Tu nikt nikogo nie dyma, niestety. Nie ma po co wyciągać aparatów. Ale "społeczność" jak zwykle hau, hau, hau... Czasem słusznie, ale częściej ta zbiorowość wali kocopoły bez namysłu. Sądy, opinie, wyroki, ludzie już skazani jeszcze przed postawieniem zarzutów :).
Nie kupię tej minikonsolki, bo nie warto. Wolałbym to co ktoś w tym wątku zasugerował: konsola podpinana do netu i możliwość kupienia, ściągnięcia i zagrania w dowolny tytuł z tamtych czasów. Chociaż jak widzę ten pad wyłącznie z krzyżakiem... to chęć mi przechodzi :).

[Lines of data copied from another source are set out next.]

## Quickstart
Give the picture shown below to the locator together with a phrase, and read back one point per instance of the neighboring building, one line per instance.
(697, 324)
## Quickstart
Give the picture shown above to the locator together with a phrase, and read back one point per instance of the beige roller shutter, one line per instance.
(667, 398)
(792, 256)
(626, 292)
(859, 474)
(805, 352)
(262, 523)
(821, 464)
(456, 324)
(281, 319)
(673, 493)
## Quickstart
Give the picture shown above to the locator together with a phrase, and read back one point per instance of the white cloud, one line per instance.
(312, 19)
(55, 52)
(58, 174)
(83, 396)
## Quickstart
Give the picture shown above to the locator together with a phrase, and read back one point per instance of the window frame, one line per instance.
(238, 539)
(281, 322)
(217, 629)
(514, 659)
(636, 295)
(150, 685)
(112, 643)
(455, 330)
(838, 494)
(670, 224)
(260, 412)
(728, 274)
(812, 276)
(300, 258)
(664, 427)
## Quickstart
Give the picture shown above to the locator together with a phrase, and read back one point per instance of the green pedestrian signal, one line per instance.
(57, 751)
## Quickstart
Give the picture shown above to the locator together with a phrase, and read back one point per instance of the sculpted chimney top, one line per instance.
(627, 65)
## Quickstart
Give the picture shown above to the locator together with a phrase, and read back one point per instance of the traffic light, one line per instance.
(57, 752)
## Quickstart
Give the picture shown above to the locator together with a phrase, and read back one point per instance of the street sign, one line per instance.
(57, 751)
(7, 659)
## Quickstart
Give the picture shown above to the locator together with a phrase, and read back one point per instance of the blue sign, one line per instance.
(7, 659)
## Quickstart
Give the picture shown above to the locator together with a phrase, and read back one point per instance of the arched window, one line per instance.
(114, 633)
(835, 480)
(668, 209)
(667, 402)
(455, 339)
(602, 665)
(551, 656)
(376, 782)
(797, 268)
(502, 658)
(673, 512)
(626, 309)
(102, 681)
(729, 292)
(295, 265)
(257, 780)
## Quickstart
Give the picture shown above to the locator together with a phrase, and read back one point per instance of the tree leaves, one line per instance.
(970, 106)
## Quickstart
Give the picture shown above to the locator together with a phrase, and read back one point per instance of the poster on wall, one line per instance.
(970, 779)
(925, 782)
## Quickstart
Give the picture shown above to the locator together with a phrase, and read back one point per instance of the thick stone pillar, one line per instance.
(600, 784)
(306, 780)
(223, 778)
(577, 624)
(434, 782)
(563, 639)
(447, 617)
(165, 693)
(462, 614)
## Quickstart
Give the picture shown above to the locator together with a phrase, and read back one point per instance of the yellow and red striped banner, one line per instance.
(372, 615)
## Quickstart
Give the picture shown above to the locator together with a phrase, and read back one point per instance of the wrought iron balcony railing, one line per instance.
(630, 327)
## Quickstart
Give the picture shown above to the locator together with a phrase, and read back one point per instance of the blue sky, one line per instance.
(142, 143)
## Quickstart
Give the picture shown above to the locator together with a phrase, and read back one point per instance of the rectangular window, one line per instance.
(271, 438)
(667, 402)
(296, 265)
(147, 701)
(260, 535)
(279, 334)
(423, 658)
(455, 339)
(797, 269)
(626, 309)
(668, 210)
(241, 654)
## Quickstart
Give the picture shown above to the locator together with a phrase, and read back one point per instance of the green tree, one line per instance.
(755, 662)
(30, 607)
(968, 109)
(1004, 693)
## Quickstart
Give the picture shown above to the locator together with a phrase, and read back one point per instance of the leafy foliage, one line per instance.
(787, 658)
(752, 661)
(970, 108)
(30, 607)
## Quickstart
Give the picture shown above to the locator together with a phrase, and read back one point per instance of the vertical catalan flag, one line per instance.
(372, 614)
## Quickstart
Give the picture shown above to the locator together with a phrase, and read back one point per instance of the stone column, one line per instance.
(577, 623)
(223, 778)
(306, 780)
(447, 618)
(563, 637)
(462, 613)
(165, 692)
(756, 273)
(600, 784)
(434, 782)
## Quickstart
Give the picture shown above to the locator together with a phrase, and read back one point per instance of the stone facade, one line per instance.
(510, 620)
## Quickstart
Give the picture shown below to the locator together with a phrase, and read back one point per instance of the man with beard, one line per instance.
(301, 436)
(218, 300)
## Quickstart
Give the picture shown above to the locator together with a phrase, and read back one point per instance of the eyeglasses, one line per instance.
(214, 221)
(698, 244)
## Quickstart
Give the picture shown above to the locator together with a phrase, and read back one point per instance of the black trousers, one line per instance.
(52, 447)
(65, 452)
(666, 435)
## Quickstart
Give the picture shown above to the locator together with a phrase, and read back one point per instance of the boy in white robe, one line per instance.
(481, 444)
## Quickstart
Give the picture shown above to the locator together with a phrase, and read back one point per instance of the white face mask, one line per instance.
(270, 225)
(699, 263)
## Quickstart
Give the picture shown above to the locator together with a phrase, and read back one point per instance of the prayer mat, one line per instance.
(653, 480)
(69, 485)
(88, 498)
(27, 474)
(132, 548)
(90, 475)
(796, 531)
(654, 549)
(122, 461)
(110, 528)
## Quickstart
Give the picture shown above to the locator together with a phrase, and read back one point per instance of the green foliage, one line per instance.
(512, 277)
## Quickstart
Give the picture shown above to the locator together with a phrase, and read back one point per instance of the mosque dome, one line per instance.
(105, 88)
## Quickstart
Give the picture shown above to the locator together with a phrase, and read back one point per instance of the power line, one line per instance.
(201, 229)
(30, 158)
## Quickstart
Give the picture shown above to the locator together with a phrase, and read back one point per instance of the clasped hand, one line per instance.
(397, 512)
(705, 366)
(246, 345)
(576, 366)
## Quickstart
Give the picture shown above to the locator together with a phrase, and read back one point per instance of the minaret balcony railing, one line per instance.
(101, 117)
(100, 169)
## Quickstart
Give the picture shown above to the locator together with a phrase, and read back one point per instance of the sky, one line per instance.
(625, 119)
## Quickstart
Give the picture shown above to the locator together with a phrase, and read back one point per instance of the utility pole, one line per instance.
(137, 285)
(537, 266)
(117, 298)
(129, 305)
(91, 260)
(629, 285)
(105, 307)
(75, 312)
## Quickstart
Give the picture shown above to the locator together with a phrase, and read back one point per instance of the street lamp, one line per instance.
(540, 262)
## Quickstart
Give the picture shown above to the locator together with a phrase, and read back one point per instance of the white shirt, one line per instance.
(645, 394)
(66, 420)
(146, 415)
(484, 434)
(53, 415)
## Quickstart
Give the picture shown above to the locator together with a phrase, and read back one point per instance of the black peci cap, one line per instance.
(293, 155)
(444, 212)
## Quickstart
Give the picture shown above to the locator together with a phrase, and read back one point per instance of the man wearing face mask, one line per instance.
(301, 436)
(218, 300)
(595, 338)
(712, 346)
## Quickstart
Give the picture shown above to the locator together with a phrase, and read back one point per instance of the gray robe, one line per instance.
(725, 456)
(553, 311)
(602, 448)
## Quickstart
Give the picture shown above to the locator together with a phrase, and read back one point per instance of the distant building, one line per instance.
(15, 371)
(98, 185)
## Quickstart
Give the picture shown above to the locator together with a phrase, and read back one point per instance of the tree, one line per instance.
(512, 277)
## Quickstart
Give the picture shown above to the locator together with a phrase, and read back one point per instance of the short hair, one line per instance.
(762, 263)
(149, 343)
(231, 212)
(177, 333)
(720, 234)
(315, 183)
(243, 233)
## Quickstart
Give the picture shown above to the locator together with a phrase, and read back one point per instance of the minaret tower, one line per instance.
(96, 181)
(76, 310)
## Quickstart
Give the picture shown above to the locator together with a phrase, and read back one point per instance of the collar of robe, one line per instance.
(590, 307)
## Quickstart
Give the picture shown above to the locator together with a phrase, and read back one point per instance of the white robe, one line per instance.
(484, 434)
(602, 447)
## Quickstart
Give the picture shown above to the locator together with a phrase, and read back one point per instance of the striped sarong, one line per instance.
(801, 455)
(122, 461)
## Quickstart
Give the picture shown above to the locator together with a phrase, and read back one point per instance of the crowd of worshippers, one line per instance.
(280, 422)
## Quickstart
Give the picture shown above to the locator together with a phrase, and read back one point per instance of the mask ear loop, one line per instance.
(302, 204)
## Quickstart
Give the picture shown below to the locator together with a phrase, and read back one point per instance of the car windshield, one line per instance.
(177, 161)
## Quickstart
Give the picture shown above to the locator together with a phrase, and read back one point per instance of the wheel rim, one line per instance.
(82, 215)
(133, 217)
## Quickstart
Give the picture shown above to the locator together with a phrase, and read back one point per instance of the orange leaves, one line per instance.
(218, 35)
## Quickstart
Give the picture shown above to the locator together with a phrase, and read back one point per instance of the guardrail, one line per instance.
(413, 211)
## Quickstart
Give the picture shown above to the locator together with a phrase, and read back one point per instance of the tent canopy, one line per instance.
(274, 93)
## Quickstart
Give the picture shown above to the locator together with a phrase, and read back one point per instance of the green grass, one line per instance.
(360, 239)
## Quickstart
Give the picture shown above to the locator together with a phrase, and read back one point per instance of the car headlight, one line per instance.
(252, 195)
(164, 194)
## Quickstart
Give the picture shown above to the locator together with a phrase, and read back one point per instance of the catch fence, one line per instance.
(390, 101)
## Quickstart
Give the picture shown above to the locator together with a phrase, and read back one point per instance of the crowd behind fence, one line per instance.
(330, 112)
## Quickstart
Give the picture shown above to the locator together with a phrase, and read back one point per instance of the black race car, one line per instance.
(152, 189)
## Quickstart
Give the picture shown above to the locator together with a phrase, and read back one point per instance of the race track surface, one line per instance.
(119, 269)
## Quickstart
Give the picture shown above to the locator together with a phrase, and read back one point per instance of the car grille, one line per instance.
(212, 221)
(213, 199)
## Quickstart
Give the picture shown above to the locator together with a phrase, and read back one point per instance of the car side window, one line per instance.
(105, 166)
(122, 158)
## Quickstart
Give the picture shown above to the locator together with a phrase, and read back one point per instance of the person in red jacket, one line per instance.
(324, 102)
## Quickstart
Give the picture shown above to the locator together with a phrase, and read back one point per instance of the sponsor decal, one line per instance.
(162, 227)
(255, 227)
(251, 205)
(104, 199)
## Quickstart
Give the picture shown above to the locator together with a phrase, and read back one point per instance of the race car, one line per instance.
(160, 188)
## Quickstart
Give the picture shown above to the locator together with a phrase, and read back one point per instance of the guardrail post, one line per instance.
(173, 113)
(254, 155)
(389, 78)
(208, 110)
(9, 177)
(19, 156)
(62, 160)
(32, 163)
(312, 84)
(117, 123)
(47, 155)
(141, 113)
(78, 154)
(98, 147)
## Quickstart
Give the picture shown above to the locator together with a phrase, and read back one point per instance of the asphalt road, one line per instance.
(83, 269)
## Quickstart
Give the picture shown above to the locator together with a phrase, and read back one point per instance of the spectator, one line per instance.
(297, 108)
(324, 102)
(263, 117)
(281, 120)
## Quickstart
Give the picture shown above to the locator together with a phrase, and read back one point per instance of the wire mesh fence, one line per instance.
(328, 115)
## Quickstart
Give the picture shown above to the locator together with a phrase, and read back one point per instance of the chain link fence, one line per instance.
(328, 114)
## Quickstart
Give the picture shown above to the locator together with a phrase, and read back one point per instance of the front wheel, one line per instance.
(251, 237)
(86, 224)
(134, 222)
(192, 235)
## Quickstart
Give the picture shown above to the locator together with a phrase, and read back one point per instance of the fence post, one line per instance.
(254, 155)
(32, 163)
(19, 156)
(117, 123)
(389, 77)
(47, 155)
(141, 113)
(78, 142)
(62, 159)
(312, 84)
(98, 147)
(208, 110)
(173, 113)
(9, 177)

To byłaby nawet fajna maszynka, ale nie za taką cenę. Fajne, malutkie pudełeczko stylizowane na pierwszego szaraka idealnie nadałoby się jako gotowy emulator do zabrania do znajomego, bez zbędnego przymusu konfiguracji za każdym razem... No, ale te 20 gier dupy nie urywa - spora część to zwykłe zapychacze. Trzeba mieć nadzieję, że dzięki prostemu oprogramowaniu samej konsolki, hackerzy szybko znajdą jakąś lukę dzięki której będzie można ładować własne gry tak jak to było przy NESie i SNESie.